Thermals aren't too much of an issue when gaming, either, though obviously, compared to a desktop, it runs hotter and much noisier. More than importantly, I haven't seen any examples of throttling when pushing information technology difficult in gaming, and the location of the exhaust vents on the top of the device means no hot air lingering around nigh your hands. Stressing the CPU with Intel's Extreme Tuning utility saw temperatures go a piffling over 80C (176F) where power limit throttling began, merely when gaming, the CPU rarely reaches these extremes.
Of course, the design too means that fifty-fifty if y'all are using the included keyboard, information technology never gets hot, so all is dandy. Every bit a class factor for a portable gaming car, the Mothership makes a huge amount of sense. No matter how good the cooling is on a traditional gaming laptop, the heat is being generated beneath your easily; in the Mothership, it merely gets pushed out of the top and into the atmosphere.
Should you buy an ASUS ROG Mothership?
Honestly, no. Because in the U.S., y'all'll exist paying in excess of $6,000. Anything that costs that much isn't something you can simply recommend because it's practiced. How many of us have ridiculed the cost of Apple'southward new Mac Pro?
In many ways, the ROG Mothership is the virtually bizarre PC I've reviewed, probably ever. I admittedly admire it, despite its impracticality and some of the issues I notice with information technology similar the trackpad, non being able to charge the keyboard separately and the foolish decision to have a 60 Hz brandish in something like this.
Only giving something a high review score usually ways information technology's a product nosotros recommend yous buy. The ROG Mothership doesn't autumn into that category. Information technology's worthy of high praise because, despite its faults, it's a breathtaking portable gaming PC. But I'1000 not going to tell you to get out and spend six grand on one.

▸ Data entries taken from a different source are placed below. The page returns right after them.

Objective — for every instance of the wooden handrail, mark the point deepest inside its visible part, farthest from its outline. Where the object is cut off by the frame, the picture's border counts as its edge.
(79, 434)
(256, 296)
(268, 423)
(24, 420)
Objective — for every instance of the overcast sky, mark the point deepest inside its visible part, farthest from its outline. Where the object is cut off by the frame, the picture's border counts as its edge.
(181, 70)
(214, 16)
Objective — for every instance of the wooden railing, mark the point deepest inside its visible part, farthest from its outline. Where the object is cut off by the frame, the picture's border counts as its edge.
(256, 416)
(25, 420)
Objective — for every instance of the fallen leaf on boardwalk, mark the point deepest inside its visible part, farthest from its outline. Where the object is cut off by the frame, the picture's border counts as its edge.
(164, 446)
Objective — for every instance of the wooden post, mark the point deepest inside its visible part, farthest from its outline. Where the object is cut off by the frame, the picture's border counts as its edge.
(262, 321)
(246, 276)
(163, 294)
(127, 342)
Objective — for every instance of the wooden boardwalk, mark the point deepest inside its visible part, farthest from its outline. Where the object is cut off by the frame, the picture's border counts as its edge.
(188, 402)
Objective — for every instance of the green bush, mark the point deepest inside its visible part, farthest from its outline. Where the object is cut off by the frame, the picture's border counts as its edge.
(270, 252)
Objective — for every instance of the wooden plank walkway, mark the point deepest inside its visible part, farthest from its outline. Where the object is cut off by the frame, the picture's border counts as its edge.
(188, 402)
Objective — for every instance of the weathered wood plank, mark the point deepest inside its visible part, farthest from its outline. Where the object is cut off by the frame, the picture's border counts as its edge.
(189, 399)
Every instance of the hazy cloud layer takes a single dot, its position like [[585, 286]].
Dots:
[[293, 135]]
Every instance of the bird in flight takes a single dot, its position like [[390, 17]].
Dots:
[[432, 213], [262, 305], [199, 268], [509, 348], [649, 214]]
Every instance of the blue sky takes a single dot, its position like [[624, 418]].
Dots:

Instead, the style I see the ROG Mothership is every bit a tantalizing glimpse at a futurity for gaming laptops. The Surface Pro is an iconic device that has shaped an entirely new genre of portable PCs, and the Mothership shows that it's possible to clasp a gaming laptop into that kind of design.
A breathtaking portable gaming PC
This is an ultimate scenario, an accented technical exercise where the best of the best has been squeezed inside. But imagine a future production from ASUS that has this same course factor, merely trims back a little, perhaps using an RTX 2060 or a GTX 1660, a 6-core CPU and 16GB of RAM. One that is smaller, more portable, and crucially, simply has one ability adapter.
That's a futurity I could become behind for sure. And hopefully, this is just the beginning.
Glimpse at the Time to come
ASUS ROG Mothership
Utterly breathtaking, supremely expensive
The price makes it almost impossible to recommend to most, but that doesn't change what a feat of design and engineering the ROG Mothership is.